HTTP request sent, awaiting response... 200 OK
Length: 299350810 (285M) [application/x-gzip]
Saving to: ‘spark-3.3.1-bin-hadoop3.tgz’


2025-07-18 12:55:26 (16.5 MB/s) - ‘spark-3.3.1-bin-hadoop3.tgz’ saved [299350810/299350810]



In [None]:
import os
import findspark

os.environ["JAVA_HOME"] = "/usr/lib/jvm/java-8-openjdk-amd64"
os.environ["SPARK_HOME"] = "/content/spark-3.3.1-bin-hadoop3"

findspark.init()


In [None]:
# Step 2: Initialize SparkSession
from pyspark.sql import SparkSession

spark = SparkSession.builder \
    .appName("BreastCancerPrediction") \
    .getOrCreate()

# Step 3: Load the CSV dataset
df = spark.read.csv("breast-cancer-dataset.csv", header=True, inferSchema=True)

# Step 4: Print schema
df.printSchema()


root
 |-- S/N: integer (nullable = true)
 |-- Year: string (nullable = true)
 |-- Age: integer (nullable = true)
 |-- Menopause: integer (nullable = true)
 |-- Tumor Size (cm): string (nullable = true)
 |-- Inv-Nodes: string (nullable = true)
 |-- Breast: string (nullable = true)
 |-- Metastasis: string (nullable = true)
 |-- Breast Quadrant: string (nullable = true)
 |-- History: string (nullable = true)
 |-- Diagnosis Result: string (nullable = true)



In [None]:
from pyspark.sql.functions import col
from pyspark.ml.feature import StringIndexer, VectorAssembler
from pyspark.ml import Pipeline

# Step 1: Cast numeric columns to double
df = df.withColumn("Age", col("Age").cast("double")) \
       .withColumn("Tumor Size (cm)", col("Tumor Size (cm)").cast("double")) \
       .withColumn("Inv-Nodes", col("Inv-Nodes").cast("double")) \
       .withColumn("Metastasis", col("Metastasis").cast("double"))

# Step 2: Index categorical columns
indexers = [
    StringIndexer(inputCol="Diagnosis Result", outputCol="Diagnosis_idx"),
    StringIndexer(inputCol="Menopause", outputCol="Menopause_idx"),
    StringIndexer(inputCol="Breast", outputCol="Breast_idx"),
    StringIndexer(inputCol="Breast Quadrant", outputCol="Quadrant_idx")
]

# Step 3: Assemble features
assembler = VectorAssembler(
    inputCols=["Age", "Tumor Size (cm)", "Inv-Nodes", "Metastasis"],
    outputCol="features"
)

# Step 4: Create pipeline and transform
pipeline = Pipeline(stages=indexers + [assembler])
processed_df = pipeline.fit(df).transform(df)

# Step 5: Show result
processed_df.select("features", "Diagnosis_idx").show(5)

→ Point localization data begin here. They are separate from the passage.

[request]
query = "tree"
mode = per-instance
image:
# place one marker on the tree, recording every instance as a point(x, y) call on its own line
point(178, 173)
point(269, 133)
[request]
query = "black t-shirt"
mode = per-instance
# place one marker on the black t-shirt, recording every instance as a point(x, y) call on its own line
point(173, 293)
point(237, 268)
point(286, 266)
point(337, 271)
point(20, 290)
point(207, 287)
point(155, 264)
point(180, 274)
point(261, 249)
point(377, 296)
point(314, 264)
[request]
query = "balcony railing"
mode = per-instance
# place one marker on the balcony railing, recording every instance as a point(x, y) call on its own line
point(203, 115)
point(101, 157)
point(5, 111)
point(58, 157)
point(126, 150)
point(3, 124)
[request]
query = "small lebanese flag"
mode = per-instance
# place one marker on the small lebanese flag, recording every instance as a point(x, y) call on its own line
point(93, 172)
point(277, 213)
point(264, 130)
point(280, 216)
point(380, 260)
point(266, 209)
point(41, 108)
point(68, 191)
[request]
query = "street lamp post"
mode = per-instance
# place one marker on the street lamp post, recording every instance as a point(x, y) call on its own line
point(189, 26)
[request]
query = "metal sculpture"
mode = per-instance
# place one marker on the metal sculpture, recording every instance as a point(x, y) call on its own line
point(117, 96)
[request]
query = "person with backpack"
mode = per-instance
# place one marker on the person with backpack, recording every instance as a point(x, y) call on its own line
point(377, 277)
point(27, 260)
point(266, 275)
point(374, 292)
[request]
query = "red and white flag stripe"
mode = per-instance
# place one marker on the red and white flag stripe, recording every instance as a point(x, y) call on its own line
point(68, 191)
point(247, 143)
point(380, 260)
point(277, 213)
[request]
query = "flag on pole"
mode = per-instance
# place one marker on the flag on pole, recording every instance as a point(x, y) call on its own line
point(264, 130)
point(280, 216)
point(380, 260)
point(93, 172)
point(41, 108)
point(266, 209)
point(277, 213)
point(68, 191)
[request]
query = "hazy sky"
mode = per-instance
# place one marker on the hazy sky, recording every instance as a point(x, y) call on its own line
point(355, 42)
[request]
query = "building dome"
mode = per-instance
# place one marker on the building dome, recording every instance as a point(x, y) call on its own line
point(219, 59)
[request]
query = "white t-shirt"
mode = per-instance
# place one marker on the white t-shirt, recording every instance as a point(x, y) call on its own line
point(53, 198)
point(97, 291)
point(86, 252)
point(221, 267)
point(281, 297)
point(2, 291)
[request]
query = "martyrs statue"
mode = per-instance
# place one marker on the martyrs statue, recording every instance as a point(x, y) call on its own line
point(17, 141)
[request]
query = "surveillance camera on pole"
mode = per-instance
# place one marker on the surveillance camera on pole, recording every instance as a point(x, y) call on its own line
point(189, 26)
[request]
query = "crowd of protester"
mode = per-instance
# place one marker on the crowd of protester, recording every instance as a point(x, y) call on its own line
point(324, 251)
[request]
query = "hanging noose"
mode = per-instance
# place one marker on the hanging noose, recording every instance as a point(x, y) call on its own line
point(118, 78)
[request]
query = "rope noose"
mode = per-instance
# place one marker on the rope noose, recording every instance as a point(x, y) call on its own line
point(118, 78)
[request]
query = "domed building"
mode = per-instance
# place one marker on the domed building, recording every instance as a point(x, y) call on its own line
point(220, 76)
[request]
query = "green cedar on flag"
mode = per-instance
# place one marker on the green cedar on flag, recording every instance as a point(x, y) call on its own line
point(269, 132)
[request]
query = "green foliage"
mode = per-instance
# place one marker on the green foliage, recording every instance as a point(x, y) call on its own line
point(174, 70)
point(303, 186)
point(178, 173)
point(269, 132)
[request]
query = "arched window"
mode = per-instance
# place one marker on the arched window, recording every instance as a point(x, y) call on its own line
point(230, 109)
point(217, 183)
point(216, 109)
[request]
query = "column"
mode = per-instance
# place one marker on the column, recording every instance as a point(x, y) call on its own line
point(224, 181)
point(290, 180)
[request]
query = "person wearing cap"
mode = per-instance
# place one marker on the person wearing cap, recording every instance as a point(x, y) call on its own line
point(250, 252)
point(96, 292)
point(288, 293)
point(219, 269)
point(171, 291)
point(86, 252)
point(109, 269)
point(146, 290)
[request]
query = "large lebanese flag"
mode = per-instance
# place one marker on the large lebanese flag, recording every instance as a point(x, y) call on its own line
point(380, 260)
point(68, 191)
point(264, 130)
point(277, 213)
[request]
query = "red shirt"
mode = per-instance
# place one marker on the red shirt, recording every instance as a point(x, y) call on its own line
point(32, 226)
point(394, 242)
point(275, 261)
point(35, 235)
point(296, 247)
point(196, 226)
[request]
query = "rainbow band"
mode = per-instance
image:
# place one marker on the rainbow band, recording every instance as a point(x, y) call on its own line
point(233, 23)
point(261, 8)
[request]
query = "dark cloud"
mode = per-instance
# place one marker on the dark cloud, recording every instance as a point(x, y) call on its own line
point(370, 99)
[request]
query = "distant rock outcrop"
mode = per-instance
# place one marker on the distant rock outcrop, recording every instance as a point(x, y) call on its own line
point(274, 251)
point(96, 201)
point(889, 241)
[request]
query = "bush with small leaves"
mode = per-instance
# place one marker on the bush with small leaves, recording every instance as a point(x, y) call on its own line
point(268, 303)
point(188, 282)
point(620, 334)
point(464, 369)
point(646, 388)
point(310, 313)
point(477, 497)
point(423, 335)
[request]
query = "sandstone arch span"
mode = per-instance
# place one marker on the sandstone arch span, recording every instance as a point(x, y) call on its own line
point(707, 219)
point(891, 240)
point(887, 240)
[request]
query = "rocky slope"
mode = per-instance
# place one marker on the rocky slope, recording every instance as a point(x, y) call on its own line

+------------------+-------------+
|          features|Diagnosis_idx|
+------------------+-------------+
|[40.0,2.0,0.0,0.0]|          0.0|
|[39.0,2.0,0.0,0.0]|          0.0|
|[45.0,4.0,0.0,0.0]|          0.0|
|[26.0,3.0,0.0,0.0]|          0.0|
|[21.0,1.0,0.0,0.0]|          0.0|
+------------------+-------------+
only showing top 5 rows



In [None]:
# Drop any rows with nulls in relevant columns
df_clean = df.dropna(subset=["Age", "Tumor Size (cm)", "Inv-Nodes", "Metastasis"])

# Reapply pipeline
processed_df = pipeline.fit(df_clean).transform(df_clean)


In [None]:
from pyspark.ml.feature import Imputer

# Impute missing values with mean
imputer = Imputer(
    inputCols=["Age", "Tumor Size (cm)", "Inv-Nodes", "Metastasis"],
    outputCols=["Age", "Tumor Size (cm)", "Inv-Nodes", "Metastasis"]
)

df_imputed = imputer.fit(df).transform(df)
processed_df = pipeline.fit(df_imputed).transform(df_imputed)


In [None]:
assembler = VectorAssembler(
    inputCols=["Age", "Tumor Size (cm)", "Inv-Nodes", "Metastasis"],
    outputCol="features",
    handleInvalid="skip"  # <-- NEW!
)

pipeline = Pipeline(stages=indexers + [assembler])
processed_df = pipeline.fit(df).transform(df)


In [None]:
# Split the cleaned data
train_df, test_df = processed_df.randomSplit([0.8, 0.2], seed=42)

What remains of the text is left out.